Secondly, clauses in non-exclusive licensing agreements which allow the licensor to terminate the agreement if the licensee challenges the validity of the licensed technology no longer benefit from the safe harbour of the block exemption. According to the Commission, this type of clause has the same effect as a no-challenge clause, which already fell outside the scope of the block exemption. The block exemption, however, continues to cover termination clauses in exclusive agreements. The Commission considers that under these circumstances the licensee has no incentive to challenge the validity of the technology, but could use this to exert pressure on small innovative licensors.


Settlements and technology pools

The guidelines explain the conditions under which the creation and licensing out of technology pools is likely to fall outside the scope of Article 101(1) TFEU. One of these conditions is to pool only essential technologies. A technology can be essential to produce a particular product, but also to comply with a certain standard.

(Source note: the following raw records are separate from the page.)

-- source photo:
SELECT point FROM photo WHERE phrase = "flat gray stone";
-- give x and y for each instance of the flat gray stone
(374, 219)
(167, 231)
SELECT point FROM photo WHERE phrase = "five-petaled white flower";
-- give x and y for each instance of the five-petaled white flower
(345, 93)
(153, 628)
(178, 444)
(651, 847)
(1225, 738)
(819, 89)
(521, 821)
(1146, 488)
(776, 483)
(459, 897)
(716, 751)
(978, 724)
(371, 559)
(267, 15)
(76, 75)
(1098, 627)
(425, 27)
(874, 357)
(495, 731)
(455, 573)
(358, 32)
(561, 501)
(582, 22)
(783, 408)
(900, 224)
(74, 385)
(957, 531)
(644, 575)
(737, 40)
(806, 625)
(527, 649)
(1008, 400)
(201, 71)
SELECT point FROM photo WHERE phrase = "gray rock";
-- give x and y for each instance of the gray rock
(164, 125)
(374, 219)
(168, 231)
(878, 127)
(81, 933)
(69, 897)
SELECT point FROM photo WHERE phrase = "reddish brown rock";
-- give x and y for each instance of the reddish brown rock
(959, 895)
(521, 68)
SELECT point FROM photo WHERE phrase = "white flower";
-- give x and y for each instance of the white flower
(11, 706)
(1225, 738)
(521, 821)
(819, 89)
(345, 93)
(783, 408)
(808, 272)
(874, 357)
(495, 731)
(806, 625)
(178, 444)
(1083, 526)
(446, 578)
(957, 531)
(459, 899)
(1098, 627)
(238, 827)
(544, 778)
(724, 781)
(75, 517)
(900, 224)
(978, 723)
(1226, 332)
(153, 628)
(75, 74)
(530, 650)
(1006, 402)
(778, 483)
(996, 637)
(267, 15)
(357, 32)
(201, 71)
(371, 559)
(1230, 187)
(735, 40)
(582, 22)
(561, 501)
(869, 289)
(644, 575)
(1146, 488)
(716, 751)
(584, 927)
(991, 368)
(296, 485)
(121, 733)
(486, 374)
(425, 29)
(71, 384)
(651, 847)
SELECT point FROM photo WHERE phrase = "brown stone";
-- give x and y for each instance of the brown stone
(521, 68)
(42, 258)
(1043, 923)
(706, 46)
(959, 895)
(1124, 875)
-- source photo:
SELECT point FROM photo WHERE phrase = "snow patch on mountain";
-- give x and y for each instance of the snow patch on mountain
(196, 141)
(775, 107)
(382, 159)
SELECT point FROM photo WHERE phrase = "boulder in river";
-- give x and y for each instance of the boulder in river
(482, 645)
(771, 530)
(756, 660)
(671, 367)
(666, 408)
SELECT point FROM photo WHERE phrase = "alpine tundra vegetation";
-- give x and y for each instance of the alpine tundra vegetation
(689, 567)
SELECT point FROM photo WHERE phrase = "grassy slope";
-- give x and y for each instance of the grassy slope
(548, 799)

The guidelines also clarify, for the first time, under which circumstances settlement agreements may be contrary to the competition rules. The guidelines reiterate the strongly negative assessment which the European Commission made earlier regarding "pay-for-delay agreements" or "reverse payment settlements" in the pharmaceutical sector. These, essentially, are agreements in the context of which a producer pays its competitors to delay the marketing of their competing products.


Transitional period

The new rules are valid until 30 April 2026 and apply to agreements which are signed after 1 May 2014. Existing agreements can benefit from a one-year transitional period, but have to be in line with the new regime by 30 April 2015 at the latest.